Works in Claude Cowork
walkthrough is a pure-skill plugin — no hooks, no shell scripts, no agents — so it installs and runs in Claude Cowork exactly as it does in Claude Code. Its one portable HTML file is a natural Cowork deliverable: run it and you get an explorable page you can email, drop in a wiki, or open offline.
Nothing in walkthrough depends on plugin hooks — it's skills over a shared visual layer, so it loads and runs as a first-class citizen in Cowork, not just Claude Code.
A Cowork folder is often not a git repo, so on first run there create asks where to write — a visible walkthroughs/ folder or the hidden .claude/walkthrough/ — and remembers the choice in settings.md.
Git repos are unchanged
In a git repository — the typical Claude Code case — nothing changes: walkthroughs go to .claude/walkthrough/ with no new prompt.
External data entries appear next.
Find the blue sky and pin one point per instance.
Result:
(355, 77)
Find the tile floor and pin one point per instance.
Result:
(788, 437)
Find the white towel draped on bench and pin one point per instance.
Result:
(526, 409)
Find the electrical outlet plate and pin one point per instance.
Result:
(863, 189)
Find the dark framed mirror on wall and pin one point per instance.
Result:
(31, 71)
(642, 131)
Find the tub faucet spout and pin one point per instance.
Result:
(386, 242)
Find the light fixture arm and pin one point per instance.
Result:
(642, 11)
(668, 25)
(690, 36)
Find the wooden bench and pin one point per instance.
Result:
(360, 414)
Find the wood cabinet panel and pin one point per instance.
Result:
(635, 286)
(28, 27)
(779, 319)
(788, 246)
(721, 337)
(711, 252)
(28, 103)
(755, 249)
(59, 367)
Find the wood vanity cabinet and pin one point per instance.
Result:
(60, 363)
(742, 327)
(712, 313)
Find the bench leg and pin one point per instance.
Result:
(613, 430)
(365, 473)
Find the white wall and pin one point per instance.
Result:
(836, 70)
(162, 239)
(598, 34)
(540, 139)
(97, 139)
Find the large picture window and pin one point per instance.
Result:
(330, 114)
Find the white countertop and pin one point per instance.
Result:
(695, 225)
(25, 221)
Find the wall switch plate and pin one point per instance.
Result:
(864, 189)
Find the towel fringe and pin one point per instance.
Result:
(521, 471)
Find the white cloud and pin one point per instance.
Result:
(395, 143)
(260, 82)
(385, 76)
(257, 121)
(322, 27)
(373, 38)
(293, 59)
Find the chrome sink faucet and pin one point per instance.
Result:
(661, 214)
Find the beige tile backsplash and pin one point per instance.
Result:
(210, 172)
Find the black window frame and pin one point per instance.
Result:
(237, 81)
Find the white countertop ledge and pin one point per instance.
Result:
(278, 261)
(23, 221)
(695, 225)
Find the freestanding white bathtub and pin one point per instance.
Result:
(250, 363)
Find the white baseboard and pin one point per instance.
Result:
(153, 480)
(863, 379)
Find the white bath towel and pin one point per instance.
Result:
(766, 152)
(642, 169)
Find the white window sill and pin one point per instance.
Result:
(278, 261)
The location question appears only in a non-git folder.
Create, then refresh in place
/walkthrough:create architecture decisions scopes a session recap to the decisions you made; /walkthrough:update later folds in a new spec and overwrites the same file.
> /walkthrough:create architecture decisions
gather read cited source files (path:line refs are real)
synthesize session model — sections, nodes, edges, decisions, files
select map model → components (omit empty, never stub)
assemble inline scaffold + tokens + JS + SVG + detail data
write .claude/walkthrough/2026-06-04-1430-architecture.html
→ one self-contained HTML file. Open it in any browser.
# ── later, after the spec lands ──
> /walkthrough:update specs/v2-pipeline.md
Which document to refresh?
• 2026-06-04-1430-architecture.html (only match)
→ yes
reconstruct rebuild prior model from rendered HTML (const DET)
merge revise superseded content, fold in v2-pipeline.md
write overwrite the SAME file — no new file, no backup
→ same path, now its up-to-date self.
What it is — and isn't
A walkthrough is a snapshot, not a live view. Knowing the boundary keeps expectations honest.
One HTML file with everything inlined. Renders without the plugin, without a server, and without a network beyond the font fetch.
Sections, diagram nodes, decisions, and files — rendered as a composed document, not pasted from the message log.
It's a snapshot of one session at the moment you ran it — not a dashboard that updates. Re-run update to evolve it in place.
It builds a structured model first and renders that, rather than dumping the verbatim conversation.